The problem is that even though Regulation E does not apply to business accounts, the Bank may be contractually obligated to provide the protections of the regulation to existing business account holders.

If the Regulation E disclosures indicate what is and is not covered — for example, if the disclosures state that such are applicable only to consumer accounts — then the Bank may not be obligated to continue providing Regulation E protections for existing business accounts. However, if the Bank has provided such protections in the past, it may have created an opportunity for an account holder to claim that the protections have been established through a course of dealing. In order to terminate such a course of dealing, the Bank would have to provide the account holder with written notice that such provisions no longer apply.

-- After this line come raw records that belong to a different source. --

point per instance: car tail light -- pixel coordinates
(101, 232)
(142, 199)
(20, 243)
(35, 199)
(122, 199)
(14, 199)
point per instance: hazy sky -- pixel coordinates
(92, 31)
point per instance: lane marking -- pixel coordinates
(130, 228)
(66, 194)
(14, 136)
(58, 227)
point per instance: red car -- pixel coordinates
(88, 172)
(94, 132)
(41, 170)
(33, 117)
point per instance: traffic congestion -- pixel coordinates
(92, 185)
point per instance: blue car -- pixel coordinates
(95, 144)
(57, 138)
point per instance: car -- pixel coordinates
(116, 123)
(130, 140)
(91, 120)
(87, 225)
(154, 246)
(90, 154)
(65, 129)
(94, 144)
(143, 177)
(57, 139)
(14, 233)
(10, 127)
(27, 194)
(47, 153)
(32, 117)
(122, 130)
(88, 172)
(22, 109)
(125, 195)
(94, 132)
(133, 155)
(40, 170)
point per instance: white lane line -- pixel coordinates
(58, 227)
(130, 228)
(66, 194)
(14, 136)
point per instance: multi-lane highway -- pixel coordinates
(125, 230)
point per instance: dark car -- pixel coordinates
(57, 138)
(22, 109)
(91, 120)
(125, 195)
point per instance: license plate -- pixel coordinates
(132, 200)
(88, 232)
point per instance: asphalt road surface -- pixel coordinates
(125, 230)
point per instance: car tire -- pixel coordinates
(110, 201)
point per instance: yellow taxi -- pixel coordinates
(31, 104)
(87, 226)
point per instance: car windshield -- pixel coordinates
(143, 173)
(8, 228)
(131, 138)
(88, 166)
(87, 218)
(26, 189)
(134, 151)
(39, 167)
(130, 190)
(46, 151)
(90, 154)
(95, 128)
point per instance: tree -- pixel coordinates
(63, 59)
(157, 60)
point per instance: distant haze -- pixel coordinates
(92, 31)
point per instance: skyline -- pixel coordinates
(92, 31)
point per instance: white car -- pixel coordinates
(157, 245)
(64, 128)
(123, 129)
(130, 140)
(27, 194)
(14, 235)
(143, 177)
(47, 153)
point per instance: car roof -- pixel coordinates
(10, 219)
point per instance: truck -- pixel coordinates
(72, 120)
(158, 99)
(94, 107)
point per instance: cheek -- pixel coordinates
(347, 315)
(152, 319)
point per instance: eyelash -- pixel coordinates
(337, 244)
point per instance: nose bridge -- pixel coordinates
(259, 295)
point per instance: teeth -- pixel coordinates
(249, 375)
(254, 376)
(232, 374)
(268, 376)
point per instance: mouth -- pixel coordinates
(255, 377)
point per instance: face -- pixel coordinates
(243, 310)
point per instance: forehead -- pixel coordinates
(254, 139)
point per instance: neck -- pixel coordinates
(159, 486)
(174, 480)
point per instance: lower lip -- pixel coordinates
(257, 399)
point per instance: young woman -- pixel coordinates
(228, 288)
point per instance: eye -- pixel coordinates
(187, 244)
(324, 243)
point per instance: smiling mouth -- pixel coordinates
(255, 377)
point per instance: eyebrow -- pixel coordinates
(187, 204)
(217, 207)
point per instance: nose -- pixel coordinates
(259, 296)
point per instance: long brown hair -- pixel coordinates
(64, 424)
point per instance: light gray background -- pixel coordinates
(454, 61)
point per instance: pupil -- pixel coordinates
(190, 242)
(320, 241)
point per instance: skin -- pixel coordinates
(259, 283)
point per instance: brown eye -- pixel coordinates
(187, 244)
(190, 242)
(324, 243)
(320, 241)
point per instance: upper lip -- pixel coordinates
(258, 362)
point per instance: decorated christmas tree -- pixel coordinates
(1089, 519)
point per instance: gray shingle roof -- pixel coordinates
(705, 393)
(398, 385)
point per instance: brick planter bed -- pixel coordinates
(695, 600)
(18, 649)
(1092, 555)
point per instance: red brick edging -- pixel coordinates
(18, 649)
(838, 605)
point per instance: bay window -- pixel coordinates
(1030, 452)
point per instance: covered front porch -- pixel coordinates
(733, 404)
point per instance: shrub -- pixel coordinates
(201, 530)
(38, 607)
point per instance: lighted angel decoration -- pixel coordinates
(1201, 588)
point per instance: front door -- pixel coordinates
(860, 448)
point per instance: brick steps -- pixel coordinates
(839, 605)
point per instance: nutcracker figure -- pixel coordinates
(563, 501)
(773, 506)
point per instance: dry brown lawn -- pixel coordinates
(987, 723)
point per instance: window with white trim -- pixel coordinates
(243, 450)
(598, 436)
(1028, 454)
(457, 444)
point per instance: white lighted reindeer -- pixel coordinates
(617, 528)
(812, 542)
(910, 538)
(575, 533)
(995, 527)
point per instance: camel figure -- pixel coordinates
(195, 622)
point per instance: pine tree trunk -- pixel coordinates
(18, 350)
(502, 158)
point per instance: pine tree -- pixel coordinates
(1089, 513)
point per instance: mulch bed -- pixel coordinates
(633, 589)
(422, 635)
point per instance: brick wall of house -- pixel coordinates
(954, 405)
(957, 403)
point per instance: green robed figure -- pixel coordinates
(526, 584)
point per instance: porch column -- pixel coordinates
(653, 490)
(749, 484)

If there is no language in the Regulation E disclosures excluding business accounts, or if the account agreement includes the Regulation E disclosures among the terms and conditions of the business account, then disclosures of the regulation will be incorporated into the terms and conditions of the account agreement and can be enforced by the account holder.

The account agreement should allow the Bank to change its terms and conditions upon providing proper notice in advance. If the Regulation E protections are incorporated contractually in the account agreement, the advance notice will be that required by the regulation, which means that it must be given at least 21 days prior to the effective date of the change 12 CFR §1005.8(a).

In making the change, the Bank can avoid confusion by providing revised account provisions that do not incorporate the Regulation E provisions. This would be better than simply saying that “Regulation E provisions no longer apply.”

For existing business accounts incorporating the Regulation E protections, such protections will continue until the terms of the account are changed.

 

This entry was posted on Monday, November 16th, 2015 at 2:00 pm.